«Komm bitte wieder – sofort», sagte er, als ich anrief und nach der Brille fragte.
Bald lag ich wieder in seinen Armen, diesmal war er auf Schmerztabletten. Er schob meinen Kopf nach unten. Ich bin mir sicher, dass ich ihm nachts, während eines Kokain-Wodka-Wortschwalls erklärt hatte, dass ich nicht gern Schwänze lutsche. Aber offenbar hatte er meine Meinung geändert. Ich hörte seine Stimme. Wie ein seufzender Engel. Vielleicht auch wie ein Typ auf Schmerztabletten, der einen geblasen kriegt? Ein vokal-lastiges (aber ansonsten völlig unverständliches) Stöhnen, unterbrochen nur von «jaa», «mehr» oder «ist das geil». Nach einer halben Stunde oder so haute ich ab, weil ich auf der anderen Seite der Stadt zu einer Lesung wollte.
«Kommst du danach wieder?», fragte er.
«Noch mal?» Langsam fühlte ich mich, als würde mich tatsächlich jemand brauchen.
«Ja», erwiderte er.
Ich fuhr nach Hause, spülte mir den Arsch, fuhr weiter zur Lesung und auf direktem Weg zurück zu ihm, auf die Knie, auf ihn drauf.
«Steck ihn rein», sagte er und wieder vokal-lastiges (aber völlig unverständliches) Stöhnen.
Nachdem er gekommen war, stieg ich von ihm runter und fragte, ob er Lust auf Hähnchen vom Grill hätte. «Ja. Und Whiskey», erwiderte er.
Schmerztabletten und Whiskey – sein Style gefiel mir.
«Du bist jetzt mein Freund – du musst das Essen holen.»
«Bin pleite und mag grad nicht zu Fuß gehen, außerdem ist es kalt und neblig», sagte ich und dachte, ich hätte meine erste Aufgabe als Fake-Freund erfolgreich abgewehrt.
«Nimm die blaue Patagonia-Jacke aus dem Schrank – du kannst sie behalten, wenn du willst. Meine Kreditkarte ist im Portemonnaie. Benutz sie, PIN ist fünf sechs neun acht. Hol dir mein Fahrrad aus dem Keller. Das Bianchi Pista aus Chrom … und beeil dich verdammt nochmal», sagte er lachend.
Ich machte alles so, wie er gesagt hatte, und fuhr in seiner Jacke, auf seinem Fahrrad, mit seinem Geld die Straße runter. Ich war hin und weg von dem Rad, weil ich Vintage-Bike-Junkie bin und Bianchi die Chrome-Pistas gar nicht mehr herstellt – ich glitt durch die neblige Nacht und fühlte mich wie der Silver Surfer, nur eben auf einem Fahrrad.
Zum Hähnchenladen waren es nur zehn Minuten, aber zuerst das Wichtigste: Wie viel Geld hatte der Naivling auf seinem Konto?

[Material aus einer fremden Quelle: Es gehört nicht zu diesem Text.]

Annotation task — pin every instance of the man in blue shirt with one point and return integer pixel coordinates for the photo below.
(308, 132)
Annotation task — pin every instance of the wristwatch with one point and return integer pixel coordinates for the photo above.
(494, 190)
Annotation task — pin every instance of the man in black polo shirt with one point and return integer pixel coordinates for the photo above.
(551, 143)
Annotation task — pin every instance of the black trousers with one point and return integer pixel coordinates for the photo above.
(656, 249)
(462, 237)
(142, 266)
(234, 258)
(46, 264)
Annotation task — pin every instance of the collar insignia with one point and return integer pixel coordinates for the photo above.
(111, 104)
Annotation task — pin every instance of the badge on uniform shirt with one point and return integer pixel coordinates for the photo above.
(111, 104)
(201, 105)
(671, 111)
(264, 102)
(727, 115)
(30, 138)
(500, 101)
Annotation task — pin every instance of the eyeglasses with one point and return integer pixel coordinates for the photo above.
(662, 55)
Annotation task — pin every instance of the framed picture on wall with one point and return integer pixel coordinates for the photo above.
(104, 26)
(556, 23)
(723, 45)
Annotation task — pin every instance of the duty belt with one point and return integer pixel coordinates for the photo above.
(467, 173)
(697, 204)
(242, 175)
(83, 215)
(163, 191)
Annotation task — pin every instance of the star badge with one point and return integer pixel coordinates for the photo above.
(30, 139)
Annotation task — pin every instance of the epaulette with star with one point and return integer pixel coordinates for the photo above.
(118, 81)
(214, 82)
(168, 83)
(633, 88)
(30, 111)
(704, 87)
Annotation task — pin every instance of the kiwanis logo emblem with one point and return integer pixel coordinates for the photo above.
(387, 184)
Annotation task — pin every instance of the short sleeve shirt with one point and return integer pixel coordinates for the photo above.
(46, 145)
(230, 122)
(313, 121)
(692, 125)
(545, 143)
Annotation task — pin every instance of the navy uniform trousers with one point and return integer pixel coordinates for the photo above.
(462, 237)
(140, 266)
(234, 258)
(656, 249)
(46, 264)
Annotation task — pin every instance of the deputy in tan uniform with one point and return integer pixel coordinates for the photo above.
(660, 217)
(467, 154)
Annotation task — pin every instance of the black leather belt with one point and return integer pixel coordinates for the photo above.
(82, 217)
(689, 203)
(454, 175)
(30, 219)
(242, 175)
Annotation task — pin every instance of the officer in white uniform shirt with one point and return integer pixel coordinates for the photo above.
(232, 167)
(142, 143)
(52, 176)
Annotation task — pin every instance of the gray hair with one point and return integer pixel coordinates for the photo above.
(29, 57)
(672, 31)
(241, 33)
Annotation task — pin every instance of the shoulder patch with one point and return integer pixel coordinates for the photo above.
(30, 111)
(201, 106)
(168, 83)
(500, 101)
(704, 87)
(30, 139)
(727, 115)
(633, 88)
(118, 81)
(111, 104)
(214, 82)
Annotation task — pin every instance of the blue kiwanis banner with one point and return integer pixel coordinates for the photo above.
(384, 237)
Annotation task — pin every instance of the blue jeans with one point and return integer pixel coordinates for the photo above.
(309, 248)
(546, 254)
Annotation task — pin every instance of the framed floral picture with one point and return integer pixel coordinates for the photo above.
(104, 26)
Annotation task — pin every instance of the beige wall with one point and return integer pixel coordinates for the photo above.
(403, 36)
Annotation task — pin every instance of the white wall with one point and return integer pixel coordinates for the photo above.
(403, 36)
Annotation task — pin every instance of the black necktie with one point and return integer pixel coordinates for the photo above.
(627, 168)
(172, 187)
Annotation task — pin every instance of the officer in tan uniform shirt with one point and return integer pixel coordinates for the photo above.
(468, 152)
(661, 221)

Ich hielt beim Geldautomaten, tippte die PIN ein, fünf sechs neun acht, und drückte auf Kontostand: $ 80.690,78. What the fuck?! Nach Abbruch der Transaktion steckte ich die Karte ein zweites Mal in den Schlitz und tippte die Zahlen nochmal ein, weil ich wissen wollte, ob ich richtig gelesen hatte – hatte ich.
Während ich zum Imbiss weiterradelte, dachte ich: Scheiße, was ARBEITET der Typ?
Eine Litanei an Fragen schoss mir durch den Kopf. Warum wohnt er in dem beschissenen Zimmer? Warum wohnt er in der beschissenen Wohnung? Wenn ich zwanzig Dollar von seinem Konto klaue, kriegt er das dann mit und ist angepisst? Hat er sich das Bein beim Skifahren in Tahoe gebrochen oder bei irgendeinem anderen Reiche-Leute-Scheiß? Und die wichtigste: Soll ich versuchen, ihn zu heiraten?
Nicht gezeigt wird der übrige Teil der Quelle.